The left-hand side expands to
2x² + 2y² +2z² + 8x²y²z² + 4xy + 4zx + 4yz +8x²yz + 8xy²z + 8xyz²
The right-hand side expands to
4x²y² + 4y²z² + 4z²x² + 1 + 8x²yz + 8xy²z + 8xyz² + 4xy + 4zx + 4yz
Cancelling and rearranging, that original equality reduces to
8x²y²z² − 4x²y² − 4y²z² − 4z²x² + 2x² + 2y² +2z² − 1 = 2023
That's enough rock-breaking. Here comes the insight.
If 2x² = 1 the left-hand side of that vanishes. Likewise if 2y² = 1 or 2z² = 1.

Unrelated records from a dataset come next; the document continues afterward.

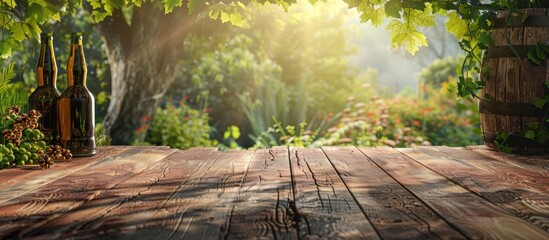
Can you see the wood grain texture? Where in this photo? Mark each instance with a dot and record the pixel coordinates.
(265, 207)
(535, 164)
(123, 208)
(282, 193)
(193, 200)
(495, 181)
(394, 212)
(54, 199)
(472, 215)
(325, 207)
(17, 181)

So now the original equality can be further reduced to
(2x² − 1)(2y² − 1)(2z² − 1) = 2023
Now we just need to know: Which three numbers, each of them one short of a square doubled, can be multiplied together to get 2023?
Since 2023 factorizes to 7 × 17² the following six numbers divide into it exactly: 1, 7, 17, 119, 289, 2023. Of those six, only 7 and 17 are one short of a square doubled: 7 is one short of 8, the double of 4, and 17 is one short of 18, the double of 9.
So 2x² − 1, 2y² − 1, and 2z² − 1 are 7, 17, and 17 in some order. Then x, y, and z must be 2, 3, and 3 in some order.
Answer: (2, 3, 3), (3, 2, 3), (3, 3, 2) are the only triples satisfying the original equality.